What you need to know about investing your money safely, avoiding fraud
There’s no free lunch, Iowa’s fraud watchdog says, but he’s offering just that to warn investors to stay away from financial schemes.
“Double-check before you invest,” said Nick Gerhart.
As Iowa’s insurance commissioner, he oversees the state’s securities industry as well as its insurance companies. That means his staff hears from people who have written checks for thousands, hundreds of thousands or even a million dollars to white-collar crooks.
Gerhart praised people who have the courage to report being defrauded so the crooks can be stopped.
For example, he said, Martha-Jo Ennis, a retired school teacher from Marion, Iowa, has made her case public in the hope that others will check with state authorities before investing.
Ennis lost her retirement savings and money from the sale of her family farm to an unscrupulous financial adviser. The adviser pleaded guilty to theft and securities fraud after bilking the retiree and other Iowans out of more than $350,000.
Gerhart said the bad actor used charm and a professed Christian faith to gain retirees’ confidence.
Another rogue financier sold promissory notes that guaranteed returns of more than 20 percent a year. Gerhart ordered him to pay more nearly $615,000, plus interest, to the 24 people he hornswoggled. Gerhart said it’s not certain whether the man will pay. In many cases, the money has been spent before frauds are uncovered.
Such losses can often be prevented by calling authorities before putting money into proposed investment plans. He urged people to call the Iowa Insurance Division at 877-955-1212, or the Nebraska Department of Banking and Finance at 877-471-3445.
To check investments and investment advisers online, visit doublecheck.iowa.gov, the Financial Industry Regulatory Authority at brokercheck.finra.org or the U.S. Securities & Exchange Commission at investor.gov.
Gerhart’s free-lunch warning is part of the state’s Fraud Fighters campaign, which presents programs around the state. The programs are paid from fraudsters’ fines and fees from securities companies that do business in the state.
The 12th and latest anti-fraud event will be Thursday at the Mid-America Center in Council Bluffs. Besides Gerhart, officials from the Iowa Attorney General’s Office, the Iowa Department on Aging and the Senior Health Insurance Information Program will talk. Nebraskans can attend, but some of the topics discussed and resources given will pertain specifically to Iowans.
Listening to the officials’ pitches is the “price” of the lunch at the forum. Up to 200 people can attend.
Gerhart said crooks may target people from Iowa and Nebraska, especially those 60 and older, because they live in a region that’s known for openness and honesty. “It’s not necessary to be ‘Iowa nice.’ It’s not necessary to hand your money to these people,” he said.
Even people who have heard fraud warnings need to be careful, Gerhart said. Today’s perpetrators update their schemes so they appear legitimate and make reasonable-sounding pitches.

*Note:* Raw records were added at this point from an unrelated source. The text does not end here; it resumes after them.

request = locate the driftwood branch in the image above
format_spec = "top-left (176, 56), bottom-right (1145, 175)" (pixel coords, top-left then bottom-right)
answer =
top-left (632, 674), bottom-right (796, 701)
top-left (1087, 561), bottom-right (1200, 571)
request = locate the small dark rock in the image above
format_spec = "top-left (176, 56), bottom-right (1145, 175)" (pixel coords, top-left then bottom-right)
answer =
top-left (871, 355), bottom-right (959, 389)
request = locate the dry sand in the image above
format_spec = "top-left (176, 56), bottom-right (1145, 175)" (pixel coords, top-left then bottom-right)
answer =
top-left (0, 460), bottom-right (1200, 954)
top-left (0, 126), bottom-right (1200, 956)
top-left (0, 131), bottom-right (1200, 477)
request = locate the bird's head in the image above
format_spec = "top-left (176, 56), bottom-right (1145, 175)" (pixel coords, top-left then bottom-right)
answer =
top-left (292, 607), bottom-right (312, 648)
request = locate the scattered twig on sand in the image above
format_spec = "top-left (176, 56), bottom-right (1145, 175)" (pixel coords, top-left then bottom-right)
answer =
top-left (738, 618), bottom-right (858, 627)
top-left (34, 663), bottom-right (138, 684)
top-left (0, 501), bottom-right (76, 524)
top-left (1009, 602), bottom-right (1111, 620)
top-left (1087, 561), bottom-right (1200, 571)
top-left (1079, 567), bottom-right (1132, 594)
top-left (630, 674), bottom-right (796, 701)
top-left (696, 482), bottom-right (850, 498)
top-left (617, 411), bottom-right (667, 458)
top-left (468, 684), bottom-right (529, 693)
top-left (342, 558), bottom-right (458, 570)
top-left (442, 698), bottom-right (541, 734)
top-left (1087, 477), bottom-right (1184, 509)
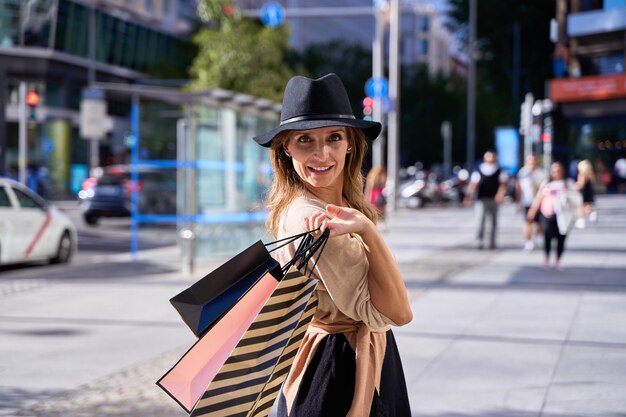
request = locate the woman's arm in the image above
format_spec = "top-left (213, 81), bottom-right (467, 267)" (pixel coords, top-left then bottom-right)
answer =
top-left (305, 204), bottom-right (413, 326)
top-left (526, 186), bottom-right (543, 221)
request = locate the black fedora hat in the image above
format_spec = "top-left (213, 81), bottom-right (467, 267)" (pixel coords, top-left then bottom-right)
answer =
top-left (254, 73), bottom-right (382, 147)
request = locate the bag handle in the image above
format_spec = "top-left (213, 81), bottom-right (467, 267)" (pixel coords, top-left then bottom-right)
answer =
top-left (264, 227), bottom-right (320, 253)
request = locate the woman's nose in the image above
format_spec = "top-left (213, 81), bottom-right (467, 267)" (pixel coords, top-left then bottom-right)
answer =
top-left (314, 142), bottom-right (330, 158)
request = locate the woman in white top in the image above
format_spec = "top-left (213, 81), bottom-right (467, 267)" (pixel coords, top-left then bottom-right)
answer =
top-left (528, 162), bottom-right (578, 270)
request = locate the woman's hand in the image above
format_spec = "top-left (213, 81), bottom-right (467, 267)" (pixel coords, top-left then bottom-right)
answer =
top-left (304, 204), bottom-right (374, 236)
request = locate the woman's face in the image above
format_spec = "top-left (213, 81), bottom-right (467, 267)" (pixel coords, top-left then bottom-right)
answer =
top-left (283, 126), bottom-right (350, 192)
top-left (550, 163), bottom-right (565, 180)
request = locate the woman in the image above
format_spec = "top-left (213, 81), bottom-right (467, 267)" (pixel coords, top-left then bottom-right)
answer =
top-left (254, 74), bottom-right (413, 417)
top-left (528, 162), bottom-right (577, 270)
top-left (576, 159), bottom-right (598, 229)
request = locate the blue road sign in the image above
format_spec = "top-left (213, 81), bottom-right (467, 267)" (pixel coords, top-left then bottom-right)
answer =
top-left (365, 77), bottom-right (389, 99)
top-left (261, 1), bottom-right (285, 27)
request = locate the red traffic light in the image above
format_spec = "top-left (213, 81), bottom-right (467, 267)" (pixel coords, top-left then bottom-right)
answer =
top-left (26, 91), bottom-right (39, 107)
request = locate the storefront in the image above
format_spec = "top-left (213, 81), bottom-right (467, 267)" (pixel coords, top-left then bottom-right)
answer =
top-left (550, 74), bottom-right (626, 192)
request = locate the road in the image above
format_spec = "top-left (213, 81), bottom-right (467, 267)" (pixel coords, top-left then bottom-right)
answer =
top-left (0, 196), bottom-right (626, 417)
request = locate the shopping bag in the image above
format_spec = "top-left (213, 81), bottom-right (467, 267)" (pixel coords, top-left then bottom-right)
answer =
top-left (170, 240), bottom-right (281, 336)
top-left (191, 265), bottom-right (317, 417)
top-left (157, 272), bottom-right (282, 413)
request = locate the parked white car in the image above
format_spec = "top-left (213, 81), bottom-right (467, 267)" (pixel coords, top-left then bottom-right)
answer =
top-left (0, 178), bottom-right (77, 265)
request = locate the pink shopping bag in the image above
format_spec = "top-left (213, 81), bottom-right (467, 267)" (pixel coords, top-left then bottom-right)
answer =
top-left (157, 272), bottom-right (279, 412)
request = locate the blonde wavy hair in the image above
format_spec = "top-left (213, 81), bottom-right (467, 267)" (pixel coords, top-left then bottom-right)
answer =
top-left (266, 127), bottom-right (378, 237)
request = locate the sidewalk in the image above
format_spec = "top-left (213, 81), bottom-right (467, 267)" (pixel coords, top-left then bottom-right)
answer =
top-left (11, 196), bottom-right (626, 417)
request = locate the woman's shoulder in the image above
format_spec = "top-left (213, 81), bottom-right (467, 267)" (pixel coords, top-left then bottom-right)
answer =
top-left (279, 195), bottom-right (326, 234)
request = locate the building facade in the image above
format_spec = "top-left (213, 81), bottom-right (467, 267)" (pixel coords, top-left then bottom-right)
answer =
top-left (549, 0), bottom-right (626, 191)
top-left (236, 0), bottom-right (453, 74)
top-left (0, 0), bottom-right (195, 192)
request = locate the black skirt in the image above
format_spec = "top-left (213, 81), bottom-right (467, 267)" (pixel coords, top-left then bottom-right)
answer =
top-left (277, 330), bottom-right (411, 417)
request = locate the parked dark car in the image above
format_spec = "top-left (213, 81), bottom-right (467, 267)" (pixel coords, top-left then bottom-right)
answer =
top-left (78, 165), bottom-right (176, 226)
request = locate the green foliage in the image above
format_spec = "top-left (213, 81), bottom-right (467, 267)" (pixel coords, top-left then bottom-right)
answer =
top-left (290, 41), bottom-right (466, 166)
top-left (189, 6), bottom-right (293, 102)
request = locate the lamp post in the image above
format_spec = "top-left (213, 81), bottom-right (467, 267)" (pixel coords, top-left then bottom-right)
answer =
top-left (466, 0), bottom-right (478, 169)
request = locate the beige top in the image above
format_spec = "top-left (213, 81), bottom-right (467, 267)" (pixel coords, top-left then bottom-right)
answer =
top-left (276, 195), bottom-right (395, 417)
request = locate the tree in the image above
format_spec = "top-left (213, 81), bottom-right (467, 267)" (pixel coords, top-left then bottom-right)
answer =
top-left (448, 0), bottom-right (555, 154)
top-left (189, 0), bottom-right (293, 102)
top-left (288, 40), bottom-right (372, 115)
top-left (400, 64), bottom-right (466, 167)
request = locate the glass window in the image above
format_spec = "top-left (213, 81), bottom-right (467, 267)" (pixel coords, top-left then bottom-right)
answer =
top-left (594, 54), bottom-right (624, 74)
top-left (604, 0), bottom-right (626, 10)
top-left (13, 188), bottom-right (43, 208)
top-left (0, 187), bottom-right (11, 207)
top-left (420, 39), bottom-right (428, 55)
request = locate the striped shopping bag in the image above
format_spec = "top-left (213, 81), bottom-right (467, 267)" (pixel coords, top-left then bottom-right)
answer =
top-left (191, 266), bottom-right (317, 417)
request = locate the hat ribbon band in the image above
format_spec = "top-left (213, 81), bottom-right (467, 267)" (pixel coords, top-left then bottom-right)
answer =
top-left (280, 114), bottom-right (356, 126)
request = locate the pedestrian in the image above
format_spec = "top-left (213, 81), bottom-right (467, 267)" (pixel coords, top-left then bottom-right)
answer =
top-left (528, 162), bottom-right (579, 270)
top-left (254, 74), bottom-right (412, 417)
top-left (515, 155), bottom-right (546, 252)
top-left (365, 165), bottom-right (387, 230)
top-left (613, 156), bottom-right (626, 193)
top-left (464, 149), bottom-right (508, 249)
top-left (576, 159), bottom-right (598, 229)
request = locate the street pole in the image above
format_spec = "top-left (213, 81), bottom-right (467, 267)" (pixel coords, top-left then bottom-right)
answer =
top-left (441, 120), bottom-right (452, 178)
top-left (372, 6), bottom-right (385, 166)
top-left (466, 0), bottom-right (478, 170)
top-left (87, 0), bottom-right (100, 171)
top-left (387, 0), bottom-right (401, 213)
top-left (17, 81), bottom-right (26, 185)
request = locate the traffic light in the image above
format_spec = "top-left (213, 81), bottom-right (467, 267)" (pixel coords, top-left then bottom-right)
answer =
top-left (363, 97), bottom-right (374, 120)
top-left (26, 91), bottom-right (39, 120)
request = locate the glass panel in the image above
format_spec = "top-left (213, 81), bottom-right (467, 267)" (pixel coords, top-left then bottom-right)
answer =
top-left (13, 188), bottom-right (43, 208)
top-left (604, 0), bottom-right (626, 10)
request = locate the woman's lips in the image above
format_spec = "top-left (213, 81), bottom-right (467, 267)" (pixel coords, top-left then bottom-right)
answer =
top-left (308, 165), bottom-right (332, 174)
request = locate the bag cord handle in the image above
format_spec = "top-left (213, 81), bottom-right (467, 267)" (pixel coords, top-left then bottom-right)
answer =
top-left (282, 229), bottom-right (330, 278)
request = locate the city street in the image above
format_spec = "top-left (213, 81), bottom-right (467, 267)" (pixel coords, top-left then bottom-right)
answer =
top-left (0, 195), bottom-right (626, 417)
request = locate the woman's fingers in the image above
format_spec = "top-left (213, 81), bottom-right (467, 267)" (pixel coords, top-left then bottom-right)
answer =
top-left (304, 211), bottom-right (328, 236)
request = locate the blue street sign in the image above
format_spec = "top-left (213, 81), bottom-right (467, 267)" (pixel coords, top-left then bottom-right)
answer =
top-left (373, 0), bottom-right (387, 9)
top-left (41, 137), bottom-right (54, 155)
top-left (261, 1), bottom-right (285, 27)
top-left (365, 77), bottom-right (389, 99)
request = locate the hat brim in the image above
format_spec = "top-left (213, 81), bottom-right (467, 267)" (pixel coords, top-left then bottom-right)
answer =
top-left (253, 119), bottom-right (382, 148)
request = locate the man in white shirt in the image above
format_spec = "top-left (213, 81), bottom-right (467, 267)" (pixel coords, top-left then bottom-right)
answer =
top-left (464, 149), bottom-right (508, 249)
top-left (515, 155), bottom-right (546, 251)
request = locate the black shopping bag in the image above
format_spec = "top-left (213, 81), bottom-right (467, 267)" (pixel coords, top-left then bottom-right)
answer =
top-left (170, 240), bottom-right (282, 337)
top-left (191, 230), bottom-right (329, 417)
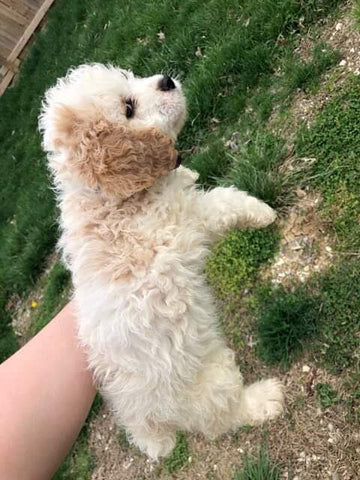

During the period of high prices for oil, for example, they convinced victims to put up money to finance phony drilling rigs.
Today, fraudsters may play on people’s worries about low interest rates on bank deposits and promise higher returns for promissory notes or other “investments” that aren’t registered with state authorities. Some crooks develop Medicare or Affordable Care Act scams.
Gerhard said certain red flags should trigger a phone call to authorities. He said to look for terms and situations such as:
»“No-risk” or “low-risk.”
» “Guaranteed” return on investment.
» Pressure to make a decision quickly before the “opportunity” ends.
» A friendly person who seems interested in your financial position.
» Slick but vague and confusing promotional materials.
» Predictions of future riches.
» Written-in promises on investment documents.
The elderly shouldn’t fear reporting losses or asking their relatives about investment proposals, he said.
Gerhart said legitimate financial managers don’t resent being checked out by state and federal regulators and are open about their credentials. They are required to offer investments that are appropriate for their clients’ experience and financial sophistication and make sure people understand what they are doing.
People should get written information about an investment and take their time checking out the details, he said.
Yet even well-informed people have fallen victim to reasonable-sounding proposals that could have been unmasked by checking with authorities, he said.
Gerhart said people can learn a simple lesson from Omaha investor Warren Buffett. If you don’t understand it, don’t invest in it.